LFG Conference
LFG List
dalrympl at parc.xerox.com
Fri Nov 17 17:45:01 UTC 1995
ANNOUNCEMENT AND CALL FOR PAPERS: LFG COLLOQUIUM AND WORKSHOPS
August 25--27, 1996
Grenoble, France
An LFG colloquium and workshops will take place in August 1996 in
Grenoble, France. Papers are invited both within the formal architecture
of lexical-functional grammar and in the `spirit of LFG', as a lexicalist
approach to language within a parallel, constraint-based framework.
There will be a series of 20-minute talks (with 10 minutes for
discussion), as well as workshops (see below). The talks may present
results from completed as well as ongoing research, with an emphasis
on novel approaches, methods, ideas, and perspectives, whether
descriptive, theoretical, formal or computational.
Abstract submissions should include:
- Five copies of a one-page abstract of the paper with a title. OMIT
name and affiliation. A second page may be used for data, c-/f- and
related structures, and references, but not for text.
- A 3" by 5" card with the title of the paper and the name(s) of the
author(s), address and e-mail address.
- If possible, please send a postscript or ascii file of the abstract
via email IN ADDITION TO the five hard copies.

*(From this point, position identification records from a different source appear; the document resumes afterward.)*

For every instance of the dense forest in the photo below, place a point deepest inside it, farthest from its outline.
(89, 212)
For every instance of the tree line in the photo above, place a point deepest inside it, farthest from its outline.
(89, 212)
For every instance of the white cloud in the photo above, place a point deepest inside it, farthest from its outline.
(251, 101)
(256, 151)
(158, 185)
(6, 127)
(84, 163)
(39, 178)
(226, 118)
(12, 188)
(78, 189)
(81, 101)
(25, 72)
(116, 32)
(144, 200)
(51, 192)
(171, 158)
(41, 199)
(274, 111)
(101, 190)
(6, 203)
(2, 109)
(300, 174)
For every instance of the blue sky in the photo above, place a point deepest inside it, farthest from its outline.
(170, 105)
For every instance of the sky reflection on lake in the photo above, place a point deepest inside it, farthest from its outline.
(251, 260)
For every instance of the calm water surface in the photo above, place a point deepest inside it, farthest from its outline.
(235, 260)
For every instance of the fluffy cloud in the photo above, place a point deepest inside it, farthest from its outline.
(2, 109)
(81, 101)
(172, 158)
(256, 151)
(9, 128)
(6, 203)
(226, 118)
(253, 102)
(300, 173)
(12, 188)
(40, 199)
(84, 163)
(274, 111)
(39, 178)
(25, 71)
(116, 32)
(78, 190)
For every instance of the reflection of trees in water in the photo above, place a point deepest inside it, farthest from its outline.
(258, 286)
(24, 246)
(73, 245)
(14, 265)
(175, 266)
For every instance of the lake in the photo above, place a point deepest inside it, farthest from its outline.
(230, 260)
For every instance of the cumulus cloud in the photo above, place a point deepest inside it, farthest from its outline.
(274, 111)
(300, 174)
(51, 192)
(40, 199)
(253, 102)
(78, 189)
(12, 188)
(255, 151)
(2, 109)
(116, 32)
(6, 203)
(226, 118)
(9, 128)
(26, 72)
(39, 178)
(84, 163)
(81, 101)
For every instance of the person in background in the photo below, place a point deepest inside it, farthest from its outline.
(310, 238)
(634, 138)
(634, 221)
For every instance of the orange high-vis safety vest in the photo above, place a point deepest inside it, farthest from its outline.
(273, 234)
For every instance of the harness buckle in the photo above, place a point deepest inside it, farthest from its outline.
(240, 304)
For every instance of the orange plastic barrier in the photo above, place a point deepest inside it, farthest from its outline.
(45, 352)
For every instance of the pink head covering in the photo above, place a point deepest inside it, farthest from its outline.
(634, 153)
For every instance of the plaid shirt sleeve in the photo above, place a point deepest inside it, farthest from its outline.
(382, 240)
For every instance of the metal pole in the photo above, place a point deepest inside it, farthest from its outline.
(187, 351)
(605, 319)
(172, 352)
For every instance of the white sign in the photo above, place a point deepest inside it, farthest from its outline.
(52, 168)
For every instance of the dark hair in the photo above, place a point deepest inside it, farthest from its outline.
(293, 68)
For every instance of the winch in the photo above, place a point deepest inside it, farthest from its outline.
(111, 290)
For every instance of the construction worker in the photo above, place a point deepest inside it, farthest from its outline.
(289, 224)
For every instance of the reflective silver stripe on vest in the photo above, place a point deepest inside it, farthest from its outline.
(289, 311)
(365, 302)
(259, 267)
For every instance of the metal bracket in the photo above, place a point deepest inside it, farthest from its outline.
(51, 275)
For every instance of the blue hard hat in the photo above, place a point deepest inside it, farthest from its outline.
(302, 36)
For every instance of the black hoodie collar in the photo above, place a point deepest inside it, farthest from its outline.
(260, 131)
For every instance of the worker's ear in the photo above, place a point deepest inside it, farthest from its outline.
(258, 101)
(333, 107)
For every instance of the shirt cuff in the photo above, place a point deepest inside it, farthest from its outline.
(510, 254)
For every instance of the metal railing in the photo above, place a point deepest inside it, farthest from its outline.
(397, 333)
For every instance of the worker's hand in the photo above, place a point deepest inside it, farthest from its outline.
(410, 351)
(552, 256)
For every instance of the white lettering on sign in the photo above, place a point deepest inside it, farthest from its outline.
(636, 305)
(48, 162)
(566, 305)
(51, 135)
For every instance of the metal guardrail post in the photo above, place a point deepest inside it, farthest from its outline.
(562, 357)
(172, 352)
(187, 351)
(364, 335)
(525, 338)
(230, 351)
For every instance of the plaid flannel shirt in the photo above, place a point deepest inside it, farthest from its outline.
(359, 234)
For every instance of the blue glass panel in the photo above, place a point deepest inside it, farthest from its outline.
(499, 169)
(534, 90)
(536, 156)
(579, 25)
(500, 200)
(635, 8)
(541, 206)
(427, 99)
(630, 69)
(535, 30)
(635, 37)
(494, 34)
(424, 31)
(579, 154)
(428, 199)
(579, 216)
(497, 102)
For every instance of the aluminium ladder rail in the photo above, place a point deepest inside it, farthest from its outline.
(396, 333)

Papers may be placed into appropriate workshops in consultation with
author(s).
Abstracts should be sent to Tracy Holloway King by FEBRUARY 1, 1996
at the following address:
Tracy Holloway King (LFG workshop)
Linguistics Department
Stanford University
Stanford, CA 94305-2150
USA
thking at csli.stanford.edu
Important dates:
February 1, 1996: deadline for receipt of abstracts
April 1, 1996: deadline for notification of acceptance (we will
send notification earlier if possible)
We are also interested in organizing a number of workshops on topics
such as:
Semantic representations and reasoning for LFG
Relating projections (mappings between syntax, semantics, prosody, ...)
Constraint competition (in, e.g., binding theory, weak crossover)
Lexicality/complex predicates, and mapping theory
Phrase structure typology (flat vs. extended X-bar structures)
Formal architecture, formal langage results, complexity
Implementing LFG: algorithms, data structures and efficiency.
Workshop on grammar writing projects
Proposals for workshops are also welcome; please contact
Chris Manning at the following address by February 1, 1996 to
propose a workshop or to volunteer to help organize a workshop.
Christopher Manning
Philosophy Dept
Carnegie Mellon University
Pittsburgh PA 15213-3890
USA
chris.manning at cmu.edu
A copy of this announcement is available by anonymous FTP from
parcftp.xerox.com as /pub/nl/lfgconference-announcement.